Export .stl file shows gaps in some faces

Hi. I’m fairly new to using Rhino. I’ve rendered a guitar neck, everything seemed to go smoothly, but when I export a .stl file, I see gaps and strange squares inside round extrusions. See screen caps. I’m trying to import this file into MeshCAM for CNC g-code programming.

Hi Kenneth - if those surfaces are not joined at the meshing stage, or if there is a naked edge there (ShowEdges command) then the mesh will not match up across the edges. Generally, if in doubt, use the Mesh command to generate a mesh, and hide the surfaces,and inspect the mesh, then troubleshoot from there. When it is closed and looks correct , export the mesh itself to stl.

For stl , the mesh settings should be from ‘detailed controls’ and set the ‘Maximum distance edge to surface’ at something around the slice thickness of the printer as a starting point.


Thank you for this. I’m very new to using Rhino, so some of what you’re saying is going way over my head. I’ve tied playing with the ShowEdges command, but I can’t make heads or tails out of it. I get the same results. Is there anyone out there that would be willing to open my file and fix it up?

Mojo Bass Neck.3dm (762.4 KB)

Hi Kenneth - select all the surfaces and Join before meshing or exporting. ShowEdges will still show you a few nakeds that need fixing but you’ll see most of what you were asking about gets soerted out. Takeaway: if there are naked (un-joined) edges, meshing will not match up acoss the gap as you saw. There are many things to do when edges cannot be joined for some reason, you’ll become familar with those. I’ll see if I can sort out the ones in your file.

For example -

I’d make sure to understand the concepts of tangency and curvature continuity (the level 2 material has some stuff about this) for the type of surfaces you are building here.

Mojo Bass Neck_Closed.3dm (491.6 KB)


Wow, thank you Pascal, looks much better now when I open the stl in MeshCam. I’m an Adobe graphics guys, and I’m very good at snapping things and lining things up in Illustrator, but for some reason, I’m having a hard time with it in Rhino. I’ll get there. Thank you again.

Hi Kenneth - AI curves are fine for print but generally do not work well ‘straight across’ for surfacing of any quality.

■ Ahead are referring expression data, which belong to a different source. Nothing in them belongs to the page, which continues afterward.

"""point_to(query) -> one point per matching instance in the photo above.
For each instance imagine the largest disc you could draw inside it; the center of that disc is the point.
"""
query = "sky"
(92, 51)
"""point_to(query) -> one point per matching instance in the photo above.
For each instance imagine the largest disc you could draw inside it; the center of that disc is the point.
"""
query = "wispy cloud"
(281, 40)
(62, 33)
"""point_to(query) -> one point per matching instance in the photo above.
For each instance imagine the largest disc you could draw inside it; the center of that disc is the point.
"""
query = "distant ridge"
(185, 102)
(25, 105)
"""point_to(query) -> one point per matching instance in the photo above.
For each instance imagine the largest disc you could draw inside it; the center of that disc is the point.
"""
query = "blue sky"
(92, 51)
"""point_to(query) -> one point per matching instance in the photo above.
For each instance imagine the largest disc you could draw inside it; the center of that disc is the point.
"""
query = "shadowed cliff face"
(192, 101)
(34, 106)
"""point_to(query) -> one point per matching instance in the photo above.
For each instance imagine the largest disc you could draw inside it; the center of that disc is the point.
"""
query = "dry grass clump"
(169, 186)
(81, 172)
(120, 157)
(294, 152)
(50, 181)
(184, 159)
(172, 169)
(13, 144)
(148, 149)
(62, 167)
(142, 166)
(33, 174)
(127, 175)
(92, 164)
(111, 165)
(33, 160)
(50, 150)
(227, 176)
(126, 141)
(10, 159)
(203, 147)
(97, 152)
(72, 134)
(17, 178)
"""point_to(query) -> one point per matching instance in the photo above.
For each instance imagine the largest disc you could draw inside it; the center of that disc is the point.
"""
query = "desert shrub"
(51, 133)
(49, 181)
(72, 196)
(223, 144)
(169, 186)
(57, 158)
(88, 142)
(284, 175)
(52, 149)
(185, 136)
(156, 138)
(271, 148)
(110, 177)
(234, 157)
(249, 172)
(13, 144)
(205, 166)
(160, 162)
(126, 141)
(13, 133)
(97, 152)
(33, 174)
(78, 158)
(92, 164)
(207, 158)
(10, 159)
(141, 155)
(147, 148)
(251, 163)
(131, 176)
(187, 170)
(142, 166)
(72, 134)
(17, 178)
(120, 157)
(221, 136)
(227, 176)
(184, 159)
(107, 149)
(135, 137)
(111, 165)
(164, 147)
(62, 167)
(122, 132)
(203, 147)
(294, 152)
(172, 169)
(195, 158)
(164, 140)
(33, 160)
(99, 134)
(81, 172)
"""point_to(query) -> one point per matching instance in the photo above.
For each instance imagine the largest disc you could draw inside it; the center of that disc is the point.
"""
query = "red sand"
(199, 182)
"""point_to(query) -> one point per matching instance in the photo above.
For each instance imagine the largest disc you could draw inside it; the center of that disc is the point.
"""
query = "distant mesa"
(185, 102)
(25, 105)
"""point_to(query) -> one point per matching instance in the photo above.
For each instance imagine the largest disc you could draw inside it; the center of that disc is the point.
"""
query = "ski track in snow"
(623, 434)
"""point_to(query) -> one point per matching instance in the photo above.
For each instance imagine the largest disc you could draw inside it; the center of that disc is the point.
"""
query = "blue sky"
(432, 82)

Typically, curve continuity is marginal at best and that is one key thing that is helpful (good, controllable continuity) in surfacing. In short, check your AI curves with Rhino’s tools but even better is to draw your curves in Rhino.


Quick question Pascal. What CAM software would you recommend using with Rhino 3D renderings? I’m looking to cut my guitar parts on my CNC machine

Hi Kenneth - I am not the one to ask this - I have zero experience in this area, but in any case, I’d start a new topic with this question - there are plenty of users with experience who might not drill down into this topic.